Count Dracula hot peppers double as ornamental peppers and are cultivated for their heat and beauty. Like other ornamental peppers, they perform dismally in terms of flavor, although they are edible.
What Is A Count Dracula Pepper?
A Count Dracula pepper is a rare Capsicum annuum hot pepper grown for its dramatic beauty and heat rather than flavor.
The stunning beauty of the peppers stems from the combination of purple, black, and red colors that are typically present on one plant simultaneously.
Count Dracula peppers have striking black stems, leaves, and pods, and purple flowers.

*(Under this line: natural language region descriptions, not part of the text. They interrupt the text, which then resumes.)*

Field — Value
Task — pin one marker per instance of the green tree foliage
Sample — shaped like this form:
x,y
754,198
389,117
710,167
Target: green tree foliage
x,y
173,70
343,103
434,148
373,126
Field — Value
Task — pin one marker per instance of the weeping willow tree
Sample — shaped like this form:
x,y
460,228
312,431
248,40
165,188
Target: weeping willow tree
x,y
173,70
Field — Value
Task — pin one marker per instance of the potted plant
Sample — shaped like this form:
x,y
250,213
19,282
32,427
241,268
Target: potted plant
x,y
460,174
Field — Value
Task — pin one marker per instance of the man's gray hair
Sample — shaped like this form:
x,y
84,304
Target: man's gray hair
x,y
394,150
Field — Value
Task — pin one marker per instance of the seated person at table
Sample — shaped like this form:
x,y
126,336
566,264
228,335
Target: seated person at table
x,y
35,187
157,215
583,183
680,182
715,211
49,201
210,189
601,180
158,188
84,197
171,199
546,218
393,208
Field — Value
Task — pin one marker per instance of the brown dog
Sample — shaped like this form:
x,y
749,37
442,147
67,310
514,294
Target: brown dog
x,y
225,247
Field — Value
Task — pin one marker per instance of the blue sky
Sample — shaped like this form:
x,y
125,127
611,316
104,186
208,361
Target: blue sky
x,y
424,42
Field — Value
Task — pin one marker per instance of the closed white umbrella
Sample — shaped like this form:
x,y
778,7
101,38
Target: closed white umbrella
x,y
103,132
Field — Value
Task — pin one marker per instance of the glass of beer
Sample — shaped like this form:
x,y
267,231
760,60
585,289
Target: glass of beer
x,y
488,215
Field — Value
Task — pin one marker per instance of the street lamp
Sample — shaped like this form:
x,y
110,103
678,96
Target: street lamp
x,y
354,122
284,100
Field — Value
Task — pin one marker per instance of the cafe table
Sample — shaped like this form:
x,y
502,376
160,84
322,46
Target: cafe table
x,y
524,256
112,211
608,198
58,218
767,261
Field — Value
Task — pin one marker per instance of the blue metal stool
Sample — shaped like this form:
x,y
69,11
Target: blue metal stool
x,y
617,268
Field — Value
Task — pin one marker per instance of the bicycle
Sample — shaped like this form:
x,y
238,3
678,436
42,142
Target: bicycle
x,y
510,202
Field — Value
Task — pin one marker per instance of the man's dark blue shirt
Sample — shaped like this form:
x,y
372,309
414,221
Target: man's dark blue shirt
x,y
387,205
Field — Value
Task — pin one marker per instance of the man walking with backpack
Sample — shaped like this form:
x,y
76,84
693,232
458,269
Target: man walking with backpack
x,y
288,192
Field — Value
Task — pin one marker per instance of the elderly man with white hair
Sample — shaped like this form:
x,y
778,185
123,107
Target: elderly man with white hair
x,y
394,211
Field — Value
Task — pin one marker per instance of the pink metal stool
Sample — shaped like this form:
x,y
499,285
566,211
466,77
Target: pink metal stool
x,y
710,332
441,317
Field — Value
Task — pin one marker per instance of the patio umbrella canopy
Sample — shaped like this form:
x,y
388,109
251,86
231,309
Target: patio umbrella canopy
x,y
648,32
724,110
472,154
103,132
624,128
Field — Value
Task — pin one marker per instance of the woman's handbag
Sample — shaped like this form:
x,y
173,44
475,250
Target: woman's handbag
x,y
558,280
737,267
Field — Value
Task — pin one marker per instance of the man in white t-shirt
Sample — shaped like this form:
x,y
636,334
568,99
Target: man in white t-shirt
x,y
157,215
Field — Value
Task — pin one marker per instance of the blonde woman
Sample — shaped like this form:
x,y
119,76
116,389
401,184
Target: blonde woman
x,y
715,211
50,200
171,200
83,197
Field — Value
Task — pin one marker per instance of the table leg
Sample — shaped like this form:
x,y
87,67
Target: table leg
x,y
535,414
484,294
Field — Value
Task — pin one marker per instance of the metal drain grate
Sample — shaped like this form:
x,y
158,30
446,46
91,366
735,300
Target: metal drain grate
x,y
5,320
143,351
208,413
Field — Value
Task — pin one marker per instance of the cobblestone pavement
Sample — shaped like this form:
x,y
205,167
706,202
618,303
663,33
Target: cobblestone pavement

The black sometimes appears dark purple, which is why you’ll find the plant described as having dark purple to black stems, leaves, and flowers.
The peppers also have a touch of green since the black stems and leaves have green undertones. The undersides of the leaves are typically greenish.
The same dramatic beauty of Count Dracula is seen in other ornamental peppers like black pearl peppers, which have deep purple to black leaves and glossy black berry-shaped fruits.
Their other ornamental counterparts, black cobra peppers, have fruit that dramatically ripen from green to black to red at full maturity.

Color
The peppers of the Count Dracula plant go from jet black when unripe, to green, to blood-red at full maturity.
Size And Shape
Count Dracula peppers resemble purple jalapenos in shape and size. They are conical peppers with a tapering profile that ends in a blunt tip on the non-stem end. The pods are about two inches long on average.
Texture
Despite their dark color, Count Dracula chile peppers have glossy skin. The shiny skin contributes to the showiness of the peppers, making them more conspicuous against the other dark colors of the flowers, leaves, and stems.
What Do Count Dracula Peppers Taste Like?
Count Dracula chili peppers have a spicy, peppery flavor with no other discernable tastes.
They are beautiful plants in your garden, but their flavor is nothing to write home about.
Can You Eat Count Dracula Peppers?
Yes! Count Dracula peppers are edible.
For most people, the fear of eating these peppers stems from their unusual colors. We are used to green-stemmed pepper plants with green leaves and peppers that ripen to red, yellow, or orange from green. Count Draculas mature dramatically from dark black or jet black to blood red.
How Hot Are Count Dracula Peppers?
With an expansive heat range of 5,000-30,000 Scoville Heat Units on the Scoville Scale, Count Dracula peppers are mild to medium-hot peppers.
For reference, the purple jalapeno peppers they resemble in shape and size have a Scoville rating of 2,500-8,000 SHUs. The least hot Count Dracula pepper is twice as hot as the least spicy jalapeno.
White-flowered black cobra peppers score 20,000-40,000 SHUs, meaning they are much hotter than Count Dracula peppers.
Generally, Count Dracula peppers fall in the same heat range as cayenne peppers (30,000-50,000 SHUs), manzano peppers (12,000-30,000 SHUs), and arbol chiles (15,000-30,000 SHUs).
Ghost peppers, Apollo peppers (2,500,000-3,000,000 SHUs), Trinidad Moruga scorpion peppers, and Carolina reapers (1,400,000 SHUs) are super hot peppers compared to Count Dracula chili peppers.
How To Use Count Dracula Peppers In Cooking
To add spiciness and peppery flavor, you can use fresh Count Dracula peppers in salads and salsa.
When added to sauces, salsas, or salads, Count Dracula peppers contribute heat rather than flavor. You’ll have to combine them with other super-hot or medium-heat peppers like habaneros and cayennes to enhance the flavor profile.
If you like your peppers pickled, pickle your fresh Count Dracula peppers in vinegar to add tanginess to their spicy flavor. The pickled peppers make a good snack or side for barbecues.
Red Count Dracula chili peppers can be dried and ground to produce a deep red chili powder ideal for enhancing the heat level of cooked dishes like stews and soups.
Where To Buy Count Dracula Peppers
You’ll hardly find fresh Count Dracula peppers, their hot sauce, or deep red powder in the United States. Your best bet will be growing your own peppers and making hot sauce or ground chili powder at home.
Can You Grow Count Dracula Peppers?
Even though they aren’t as popular as other hot peppers, many pepper enthusiasts have had success growing them in their home gardens for subsistence.
You can grow the peppers from Count Dracula hot pepper seeds bought online from Amazon and other trustworthy heirloom and specialty seeds retailers. The seeds are rarely available in local landscaping and gardening centers.
Germination takes 14-28 days, depending on the variety of the Count Dracula seeds you buy.
You’ll need to sow the seeds indoors before the last frost and transplant them outdoors in the spring planting season into containers or the garden when they form two pairs of leaves.
The open-pollinated pepper plants require full sun and a garden spacing of 18-24 inches to reduce competition. You can reduce the spacing if you plan to use the plants as ornaments rather than pepper producers.
Count Dracula peppers are slow to mature. It takes 110 days after planting for the black peppers to ripen to their blood-red color.